Впервые в жизни я отчетливо почувствовал, что вместе с силами души израсходованы и мои телесные силы. Больше того: что в действительности те и другие образуют единый запас, постепенно расходуемый нашей судьбой{168}. Жизнь, которую мы вели до сих пор, была тяжелой, потому что в ней отсутствовала определенная надежда. Авантюра, в которую мы пустились, совершенно лишена тайного смысла: она есть нечто противоположное судьбоносному потоку. И потому она нас израсходовала. (Рабочие перед плавильными печами, в шахтах и на полях — их жизни ведь тоже расходуются.) Я спрашивал себя, почему Тутайн больше не молится, почему сам я отказался от продолжения своего образования… Я чувствовал приближение момента, когда мне придется принимать какие-то важные решения.

Когда я понял, что потерял Африку (точнее, она вообще для меня не открылась, а я из-за трусости не отважился положить жизнь на то, чтобы добыть знания о ней и соответствующие переживания), моя уверенность в будущем еще больше ослабла. Конечно, я знал: что-то, так или иначе, должно с нами произойти — хотя бы то, что мы оба погибнем. Но для гибели требуется определенное время, и в двадцать пять лет человек, если он здоров, сразу не умирает — даже если вдруг становится запойным пьяницей, начинает глотать кокаин или заражается сифилисом. Ему придется пройти еще какой-то отрезок пути. Дожить до тридцати или тридцати пяти лет…

Я уже задумывался о возможности расстаться с Тутайном. Такое решение как бы напрашивалось само собой. Но я сознавал, какие трудности связаны с осуществлением этого плана, непредсказуемого в своих последствиях. По ту сторону нашего расставания зияла круглая черная дыра. Я бы остался в одиночестве. Покинутый всеми благими силами. Я не владел бы больше этим человеком. И не сумел бы потом иметь дело ни с одним другим. (Я думал о его глазах, кистях рук, пупке, о сосках на его груди, о звуках его голоса, и еще — скольких трудов мне стоило получить обо всем этом точное представление, которое я действительно получил.) Я все откладывал необходимость с этим разобраться на потом.
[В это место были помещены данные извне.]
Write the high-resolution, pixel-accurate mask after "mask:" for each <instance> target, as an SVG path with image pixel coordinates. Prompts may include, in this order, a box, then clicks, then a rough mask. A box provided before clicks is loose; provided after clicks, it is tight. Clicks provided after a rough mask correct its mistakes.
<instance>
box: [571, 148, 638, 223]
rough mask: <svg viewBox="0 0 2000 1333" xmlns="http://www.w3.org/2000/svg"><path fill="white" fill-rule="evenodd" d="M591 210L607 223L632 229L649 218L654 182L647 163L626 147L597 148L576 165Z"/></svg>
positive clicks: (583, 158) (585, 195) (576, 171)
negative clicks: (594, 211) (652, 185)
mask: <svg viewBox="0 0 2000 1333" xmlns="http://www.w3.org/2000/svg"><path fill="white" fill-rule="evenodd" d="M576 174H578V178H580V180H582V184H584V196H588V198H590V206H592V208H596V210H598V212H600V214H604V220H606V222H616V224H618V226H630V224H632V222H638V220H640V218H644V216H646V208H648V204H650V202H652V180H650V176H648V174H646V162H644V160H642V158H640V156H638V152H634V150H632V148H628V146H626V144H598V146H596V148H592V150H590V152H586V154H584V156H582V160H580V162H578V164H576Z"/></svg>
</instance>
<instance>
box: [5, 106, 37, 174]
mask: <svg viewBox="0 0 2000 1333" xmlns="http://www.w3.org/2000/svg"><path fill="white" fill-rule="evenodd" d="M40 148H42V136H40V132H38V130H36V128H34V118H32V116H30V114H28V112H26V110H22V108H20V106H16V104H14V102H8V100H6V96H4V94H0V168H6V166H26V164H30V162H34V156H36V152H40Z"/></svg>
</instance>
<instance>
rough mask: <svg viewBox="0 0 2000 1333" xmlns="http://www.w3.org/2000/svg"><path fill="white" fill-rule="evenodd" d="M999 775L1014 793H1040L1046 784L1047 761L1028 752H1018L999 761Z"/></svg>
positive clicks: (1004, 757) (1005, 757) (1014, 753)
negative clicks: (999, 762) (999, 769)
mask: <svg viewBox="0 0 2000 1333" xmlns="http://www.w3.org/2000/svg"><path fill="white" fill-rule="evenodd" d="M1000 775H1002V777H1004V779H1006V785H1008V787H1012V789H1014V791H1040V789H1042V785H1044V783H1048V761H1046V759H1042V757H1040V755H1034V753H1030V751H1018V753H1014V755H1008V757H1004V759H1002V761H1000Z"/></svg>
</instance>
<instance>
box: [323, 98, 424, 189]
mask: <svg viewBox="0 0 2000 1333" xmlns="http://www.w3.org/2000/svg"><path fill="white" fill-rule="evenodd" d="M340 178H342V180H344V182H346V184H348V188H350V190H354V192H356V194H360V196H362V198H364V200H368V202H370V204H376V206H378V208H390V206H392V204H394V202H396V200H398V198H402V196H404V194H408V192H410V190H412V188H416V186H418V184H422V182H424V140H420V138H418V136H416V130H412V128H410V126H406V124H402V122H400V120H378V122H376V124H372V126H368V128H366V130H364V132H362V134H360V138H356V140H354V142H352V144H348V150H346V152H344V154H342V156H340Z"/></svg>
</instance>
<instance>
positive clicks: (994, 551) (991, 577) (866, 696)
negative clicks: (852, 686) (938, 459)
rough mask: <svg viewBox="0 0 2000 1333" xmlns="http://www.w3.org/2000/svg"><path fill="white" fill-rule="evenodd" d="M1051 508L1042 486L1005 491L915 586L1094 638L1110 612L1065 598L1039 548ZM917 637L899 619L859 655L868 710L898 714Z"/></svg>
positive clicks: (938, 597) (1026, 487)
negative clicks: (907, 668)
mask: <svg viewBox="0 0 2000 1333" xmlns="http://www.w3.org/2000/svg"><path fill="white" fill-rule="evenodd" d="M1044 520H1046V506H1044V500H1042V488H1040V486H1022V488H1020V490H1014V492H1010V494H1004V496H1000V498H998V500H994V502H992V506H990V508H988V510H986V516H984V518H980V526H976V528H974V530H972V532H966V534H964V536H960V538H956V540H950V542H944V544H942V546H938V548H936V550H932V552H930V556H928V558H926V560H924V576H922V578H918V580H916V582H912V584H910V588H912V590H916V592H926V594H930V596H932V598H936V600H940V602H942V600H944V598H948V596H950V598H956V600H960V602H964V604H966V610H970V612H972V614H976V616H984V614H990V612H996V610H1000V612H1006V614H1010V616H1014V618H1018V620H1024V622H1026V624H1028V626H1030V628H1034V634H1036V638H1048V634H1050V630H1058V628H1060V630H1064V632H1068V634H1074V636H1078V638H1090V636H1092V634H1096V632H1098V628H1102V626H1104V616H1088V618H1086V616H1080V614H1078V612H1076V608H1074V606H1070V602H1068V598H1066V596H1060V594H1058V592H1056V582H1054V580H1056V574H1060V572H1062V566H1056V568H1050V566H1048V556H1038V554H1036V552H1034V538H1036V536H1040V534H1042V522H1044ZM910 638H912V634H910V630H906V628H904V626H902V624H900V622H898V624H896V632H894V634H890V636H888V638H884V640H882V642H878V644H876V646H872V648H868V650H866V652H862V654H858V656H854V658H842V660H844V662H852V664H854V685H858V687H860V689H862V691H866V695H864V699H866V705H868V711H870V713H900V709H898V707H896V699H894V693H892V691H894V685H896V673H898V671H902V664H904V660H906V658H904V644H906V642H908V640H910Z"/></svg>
Вероятно, если быть точным, и не особенно хотел разбираться. Но с каждой морской милей, приближавшей нас к северу, решение само приближалось к нам. Не мое решение, не наше решение, а решение как таковое: то будущее, которое уже было в прошлом, которое наконец достигло настоящего и вот теперь неудержимо врастает в Неотвратимое.

* * *

Последней нашей остановкой стал порт Лас-Пальмас{169}. Здесь мы с Тутайном снова оказались на распутье. У нас был выбор: вернуться на том же пароходе в Южную Америку или поискать на земле другое место, более подходящее для продолжения нашего бытия. Когда пароход пришвартовался у внешнего мола Ислеты{170}, чтобы заполнить бункер углем, мы знали: на размышления нам остается два дня.

Тутайн сказал:

— Там легко будет открыть торговлю скотом. (Он подумывал о каком-нибудь южноамериканском городке, имеющем имя на топографических картах и место на земле. Возвращаться в Баию-Бланку мы не собирались.) Мы сумеем вести себя в соответствии с местными обычаями. Все равно, куда бы мы ни попали, нам придется приспособить зримую часть нашей жизни к нашему окружению. Но ведь мы этому научились.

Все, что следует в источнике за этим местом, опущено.